Qualche anno fa, proprio nell’inchiesta seguita al crac della Popolare di Lodi, parve che perfino per il voluminoso consigliori fosse giunta l’ora di uscire al casello, magari quello extra-large per i trasporti eccezionali: sia l’ex capo della banca Giampiero Fiorani che il suo braccio destro Gianfranco Boni avevano messo a verbale – come rivelò non “Il Fatto quotidiano”, che all’epoca non c’era, ma “Il Sole 24 ore” – di aver fatto avere guadagni indebiti anche a Palenzona. E per molti milioni di euro.
Fiorani e Boni, come accusatori, sono affidabili quanto Dracula come donatore di sangue. Sta di fatto che quelle accuse non sono mai state smentite nel merito. Il 10 giugno scorso, infatti, la vicenda si è esaurita all’italiana, per stanchezza: i giudici del tribunale di Lodi hanno dichiarato per Palenzona il “non luogo a procedere per intervenuta prescrizione” dall’accusa di ricettazione aggravata e continuata in conseguenza di interrogatori in cui Fiorani e Boni avevano sostenuto, evidentemente senza documentarlo, di aver consegnato a Palenzona 250.000 euro in contanti nel 2003 a Lodi e altri 600.000 l’anno successivo a Milano.
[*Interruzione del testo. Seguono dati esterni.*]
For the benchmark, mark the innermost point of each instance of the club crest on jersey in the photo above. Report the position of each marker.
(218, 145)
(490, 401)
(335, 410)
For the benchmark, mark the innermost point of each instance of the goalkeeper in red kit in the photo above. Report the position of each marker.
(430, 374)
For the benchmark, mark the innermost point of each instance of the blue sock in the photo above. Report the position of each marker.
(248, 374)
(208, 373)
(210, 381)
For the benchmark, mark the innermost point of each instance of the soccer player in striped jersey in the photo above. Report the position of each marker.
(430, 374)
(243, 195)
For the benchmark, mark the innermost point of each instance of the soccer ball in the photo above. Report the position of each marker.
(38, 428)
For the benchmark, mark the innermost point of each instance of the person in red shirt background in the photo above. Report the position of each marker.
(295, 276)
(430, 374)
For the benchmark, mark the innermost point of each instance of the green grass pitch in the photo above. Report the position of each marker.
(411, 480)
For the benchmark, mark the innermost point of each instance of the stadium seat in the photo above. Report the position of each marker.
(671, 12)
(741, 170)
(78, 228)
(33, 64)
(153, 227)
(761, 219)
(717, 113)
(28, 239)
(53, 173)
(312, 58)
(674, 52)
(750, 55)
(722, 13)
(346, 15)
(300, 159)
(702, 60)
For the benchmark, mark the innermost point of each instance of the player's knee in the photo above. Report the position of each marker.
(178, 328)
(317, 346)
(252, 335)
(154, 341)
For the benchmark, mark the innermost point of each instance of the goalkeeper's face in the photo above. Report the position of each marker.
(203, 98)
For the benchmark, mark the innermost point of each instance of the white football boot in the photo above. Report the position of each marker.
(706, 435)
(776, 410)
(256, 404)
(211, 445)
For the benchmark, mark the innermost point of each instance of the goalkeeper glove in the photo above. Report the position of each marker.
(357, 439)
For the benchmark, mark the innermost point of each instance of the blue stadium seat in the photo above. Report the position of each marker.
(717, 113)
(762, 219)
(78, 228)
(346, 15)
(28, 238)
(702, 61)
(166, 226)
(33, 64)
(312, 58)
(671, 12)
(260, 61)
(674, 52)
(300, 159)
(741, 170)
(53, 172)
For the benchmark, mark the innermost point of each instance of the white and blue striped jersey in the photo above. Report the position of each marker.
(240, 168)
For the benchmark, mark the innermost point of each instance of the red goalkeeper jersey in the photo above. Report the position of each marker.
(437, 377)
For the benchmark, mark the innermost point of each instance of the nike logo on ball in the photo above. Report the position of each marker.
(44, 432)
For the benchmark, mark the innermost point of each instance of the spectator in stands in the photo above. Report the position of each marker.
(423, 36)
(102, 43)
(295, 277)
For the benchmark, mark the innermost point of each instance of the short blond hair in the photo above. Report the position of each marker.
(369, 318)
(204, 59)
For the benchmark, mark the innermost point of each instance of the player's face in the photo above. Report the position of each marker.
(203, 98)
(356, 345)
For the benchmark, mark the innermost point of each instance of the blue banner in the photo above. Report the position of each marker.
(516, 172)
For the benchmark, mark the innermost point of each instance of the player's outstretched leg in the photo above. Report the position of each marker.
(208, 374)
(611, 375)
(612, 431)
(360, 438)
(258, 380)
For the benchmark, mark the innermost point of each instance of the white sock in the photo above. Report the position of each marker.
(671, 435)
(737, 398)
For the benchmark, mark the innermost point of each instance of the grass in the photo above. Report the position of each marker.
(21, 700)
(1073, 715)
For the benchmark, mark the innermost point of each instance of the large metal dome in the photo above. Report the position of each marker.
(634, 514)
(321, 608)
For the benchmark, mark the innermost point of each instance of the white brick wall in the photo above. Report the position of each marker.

Di sicuro, dunque, restano solo parole d’entusiastica amicizia espresse dal pur stimatissimo lobbista all’indirizzo di quei due banchieri, non precisamente passati alla storia per meriti aziendali e di sistema. Indagando sul caso Lodi, gli inquirenti trovarono nel telefonino di Fiorani – riportò “Il Sole” dalle carte dell’inchiesta – un entusiastico sms di Palenzona che, il 19 luglio 2005, quando il Tar del Lazio decise di respingere il ricorso di Abn Amro contro l’ok di Banca d’Italia all’Opa di Fiorani, gli aveva scritto: “Finalmente la Giustizia! Dopo tanta vergognosa intimidazione organizzata, una luce di correttezza! Forza Fiorani! Alla fine dopo tanta sofferenza Davide trionfa su Golia! Il bene sul male. Il popolare italiano sulla massoneria internazionale! Bravo Gianpiero!”. E ancora, sempre a proposito di quell’inchiesta, quando Palenzona seppe che i pm avevano sequestrato le azioni AntonVeneta contese, scrisse a Boni: “Quante azioni hanno sequestrato i maiali?”, garbatamente alludendo alle toghe. E poi commentò: “Che vergogna! Questo è un Paese senza speranza! Ti sono vicino. Un abbraccio”.
La prescrizione di Lodi non permette di insinuare che tanto caloroso sostegno morale di Palenzona per Fiorani fosse altro da una semplice e pura adesione ideale alla linea del bancarottiere lodigiano. E bravo Fabrizio: non appoggiava Fiorani per bassi interessi economici, lo stimava proprio! Non opportunismo, convinzione! Dunque, il vicepresidente di Unicredit apprezzava lo stile gestionale del banchiere Fiorani. Chissà se lo ha indicato a Ghizzoni come modello.
Non a caso Palenzona, in una lettera al settimanale L’Espresso, fu netto: “Preciso, una volta per tutte, che il mio unico legame di interesse con la Banca Popolare di Lodi e con tutta questa vicenda ed i suoi protagonisti, è rappresentato dal possesso di n. 50 azioni della banca. Queste azioni hanno maturato una plusvalenza di 6,40 euro: cappuccino e brioche in centro. Punto e basta. Sono vent’anni e passa che ogni giorno mi chiama qualcuno per chiedermi una mano o di interessarmi al suo caso. Avrò visto e aiutato migliaia di persone, con la coscienza di non avere mai commesso atti scorretti, esercitato pressioni o essermi adoperato per ottenere un personale tornaconto”. Un filantropo. Con qualche entusiasmo sbagliato, ma nessun interesse losco.
Allora oggi dimostri altrettanta sensibilità togliendo Unicredit da ogni imbarazzo e si autosospenda.